Comunque vanno affrontate le seguenti problematiche: assenza di permessi straordinari (ad esempio, in occasione di visite mediche specialistiche), permessi per partecipazioni ad esami-concorsi (ad esempio, per l’ammissione a corsi universitari); permessi per partecipare a processi in qualità di testimone ecc…, permessi e responsabilità economica per il conseguimento degli ECM, chiarezza ed integrazione per le norme specifiche dei Centri di Riabilitazione, adeguamento del premio di incentivazione perché si avvicini sempre più ad un premio di produzione e raggiunga almeno l’importo di una 14° mensilità;
- Il punto riguardante la tutela occupazionale, infine, è il più importante di questo documento e deve essere l’obiettivo principale della nostra O.S.
Abbiamo il dovere di tutelare i lavoratori e difendere i loro posti di lavoro.
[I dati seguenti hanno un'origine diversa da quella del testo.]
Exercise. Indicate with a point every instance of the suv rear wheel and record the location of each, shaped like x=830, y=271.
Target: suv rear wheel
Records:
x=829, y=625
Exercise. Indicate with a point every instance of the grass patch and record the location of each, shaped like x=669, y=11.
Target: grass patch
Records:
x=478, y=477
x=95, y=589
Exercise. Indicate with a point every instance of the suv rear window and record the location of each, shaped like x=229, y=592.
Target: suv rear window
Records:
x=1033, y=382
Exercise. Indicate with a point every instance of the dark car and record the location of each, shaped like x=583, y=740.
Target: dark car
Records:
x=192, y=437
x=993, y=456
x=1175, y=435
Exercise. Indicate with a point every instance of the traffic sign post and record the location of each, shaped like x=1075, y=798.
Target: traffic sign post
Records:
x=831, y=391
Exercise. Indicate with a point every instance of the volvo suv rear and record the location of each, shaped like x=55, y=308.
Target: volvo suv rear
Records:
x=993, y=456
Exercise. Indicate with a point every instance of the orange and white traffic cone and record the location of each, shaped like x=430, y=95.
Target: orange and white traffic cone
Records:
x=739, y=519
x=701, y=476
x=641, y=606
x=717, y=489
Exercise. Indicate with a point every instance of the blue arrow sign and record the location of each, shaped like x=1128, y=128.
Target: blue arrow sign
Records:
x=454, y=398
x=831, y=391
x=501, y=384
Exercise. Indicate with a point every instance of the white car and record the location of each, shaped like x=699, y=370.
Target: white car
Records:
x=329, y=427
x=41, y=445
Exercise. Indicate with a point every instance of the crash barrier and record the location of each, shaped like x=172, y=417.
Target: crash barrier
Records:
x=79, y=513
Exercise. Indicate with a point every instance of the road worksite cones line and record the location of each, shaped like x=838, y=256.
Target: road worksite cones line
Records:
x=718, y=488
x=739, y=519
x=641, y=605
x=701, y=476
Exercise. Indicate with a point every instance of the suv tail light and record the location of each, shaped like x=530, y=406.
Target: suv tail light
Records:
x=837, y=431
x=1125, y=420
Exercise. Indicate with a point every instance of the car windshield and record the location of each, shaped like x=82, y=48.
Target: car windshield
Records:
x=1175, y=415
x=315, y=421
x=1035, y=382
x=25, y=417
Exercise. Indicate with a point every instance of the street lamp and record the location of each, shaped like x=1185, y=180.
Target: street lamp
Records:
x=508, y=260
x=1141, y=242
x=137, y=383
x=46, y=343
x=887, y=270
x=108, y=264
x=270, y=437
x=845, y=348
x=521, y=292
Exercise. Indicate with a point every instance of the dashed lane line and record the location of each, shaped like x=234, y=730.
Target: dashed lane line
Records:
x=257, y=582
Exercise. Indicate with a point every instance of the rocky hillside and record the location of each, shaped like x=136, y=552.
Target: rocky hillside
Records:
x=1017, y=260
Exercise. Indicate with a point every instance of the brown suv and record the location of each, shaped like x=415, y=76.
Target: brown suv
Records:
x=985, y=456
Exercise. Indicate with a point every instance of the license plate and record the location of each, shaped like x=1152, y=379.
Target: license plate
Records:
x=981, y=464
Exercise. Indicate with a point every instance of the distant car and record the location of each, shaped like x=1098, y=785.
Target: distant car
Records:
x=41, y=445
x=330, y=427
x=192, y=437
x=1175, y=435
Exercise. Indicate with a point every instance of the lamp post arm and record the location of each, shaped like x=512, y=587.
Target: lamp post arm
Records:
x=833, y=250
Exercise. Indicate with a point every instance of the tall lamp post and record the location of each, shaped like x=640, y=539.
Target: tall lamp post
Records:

Purtroppo lo Stato per questo comparto non prevede ammortizzatori sociali come mobilità, cassa integrazione, contratti di solidarietà ecc…Questo ci impone una conoscenza approfondita della materia, poiché in alcuni casi siamo riusciti a strappare un intervento ministeriale di tutela, ma soprattutto l’attivazione su tutto il territorio nazionale, ad ogni livello regionale e provinciale, di tavoli tecnici che veda attori: OO.SS. firmatarie di contratto, Associazioni datoriali ed Enti Istituzionali (regioni o Prefetti) per l’applicazione dell’accordo nazionale di solidarietà occupazionale (Vd. CCNL ARIS/AIOP) dove ogni struttura sanitaria privata si impegna ad intervenire per la ricollocazione del personale dichiarato in esubero da strutture in difficoltà economiche.
Tutto questo con l’obiettivo, naturalmente, di portare tutto il comparto della sanità privata ad avere lo stesso CCNL e, possibilmente, un unico CCNL del comparto sanità senza distinzione alcuna, visto quanto detto sopra, tra sanità pubblica e privata.